Os pesquisadores alertam para ausência de normas legais específicas, falta de controle externo e baixa transparência na contratação e uso desses sistemas. “As soluções regulatórias estão atrasadas”, afirma o relatório, que chama atenção para riscos como erros de identificação, discriminação racial e mau uso de recursos públicos.
Reconhecimento facial em Valadares
A prefeitura de Governador Valadares implantou, desde 2022, um sistema de reconhecimento facial em várias áreas, incluindo escolas municipais e pontos estratégicos da cidade para monitoramento de trânsito. A tecnologia é usada para registrar presença de alunos, identificar veículos e pessoas em áreas de monitoramento, e integrar informações à Polícia Civil e Militar.
Casos de erro e discriminação
Entre 2019 e abril de 2025, o CESeC identificou 24 casos de falhas em sistemas de reconhecimento facial. Um dos mais emblemáticos ocorreu em abril de 2024, quando o personal trainer João Antônio Trindade Bastos, de 23 anos, foi confundido com um foragido e retirado por policiais da arquibancada do Estádio Lourival Batista, em Aracaju (SE). Bastos, que é negro, foi revistado e interrogado até provar sua identidade.
O caso gerou repercussão e levou o governo de Sergipe a suspender o uso da tecnologia pela Polícia Militar, que até então já havia efetuado mais de dez detenções com base no sistema.
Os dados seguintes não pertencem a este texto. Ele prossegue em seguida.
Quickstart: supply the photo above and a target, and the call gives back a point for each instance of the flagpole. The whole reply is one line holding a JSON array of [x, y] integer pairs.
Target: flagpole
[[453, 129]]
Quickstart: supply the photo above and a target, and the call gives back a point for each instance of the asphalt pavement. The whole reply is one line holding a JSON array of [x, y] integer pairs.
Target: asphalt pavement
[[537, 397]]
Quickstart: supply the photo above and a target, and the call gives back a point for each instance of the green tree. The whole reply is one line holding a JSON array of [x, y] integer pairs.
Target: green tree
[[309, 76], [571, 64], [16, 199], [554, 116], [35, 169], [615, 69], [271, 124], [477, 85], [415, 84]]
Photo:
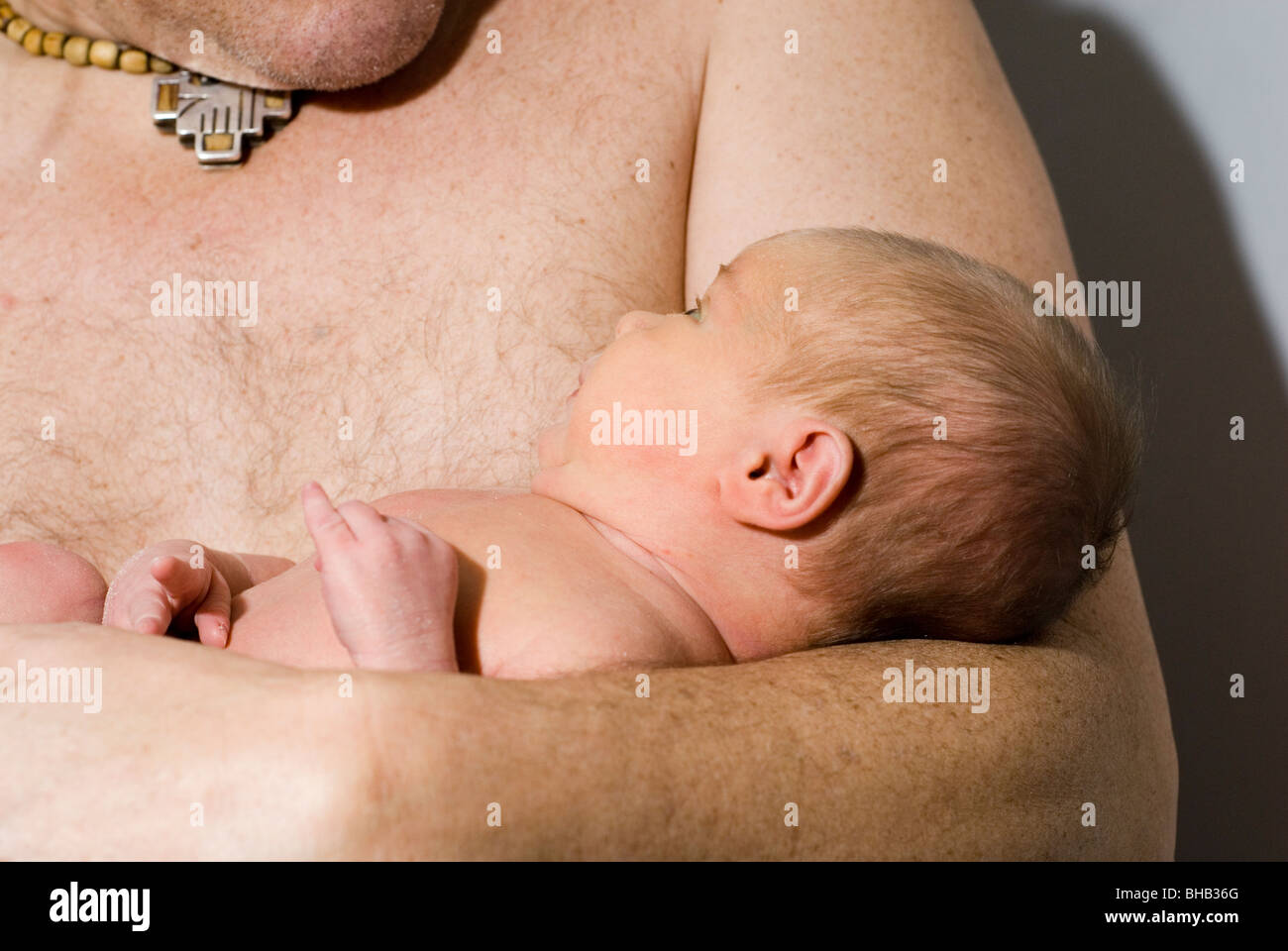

Segundo o relatório, mais da metade das abordagens motivadas por reconhecimento facial resultam em erros. Estudos internacionais citados no documento mostram que as taxas de falhas são de 10 a 100 vezes maiores entre pessoas negras, indígenas e asiáticas, em comparação com brancos.
Projeto de Lei avança, mas preocupa especialistas
O Senado aprovou, em dezembro de 2024, o Projeto de Lei 2338/2023, que pretende regulamentar o uso da inteligência artificial, incluindo sistemas biométricos. A proposta está agora na Câmara dos Deputados, que criou uma comissão especial para debater o tema.
Apesar de prever restrições ao uso dessas tecnologias em espaços públicos, o texto traz múltiplas exceções, como investigações criminais e busca de desaparecidos. Para os autores do estudo, isso pode abrir brechas para a manutenção de um estado de vigilância generalizado.
Recomendações e alertas
O relatório defende a aprovação urgente de uma lei específica sobre reconhecimento facial, com padronização de protocolos, auditorias independentes, transparência nas contratações e autorização judicial para uso de dados em investigações. Também propõe a limitação do tempo de armazenamento de informações biométricas e o fortalecimento da fiscalização sobre empresas que operam essas tecnologias.
“O relatório evidencia tanto os vieses raciais no uso da tecnologia quanto problemas de mau uso de recursos públicos e falta de transparência na sua implementação”, afirma Pablo Nunes, coordenador do CESeC.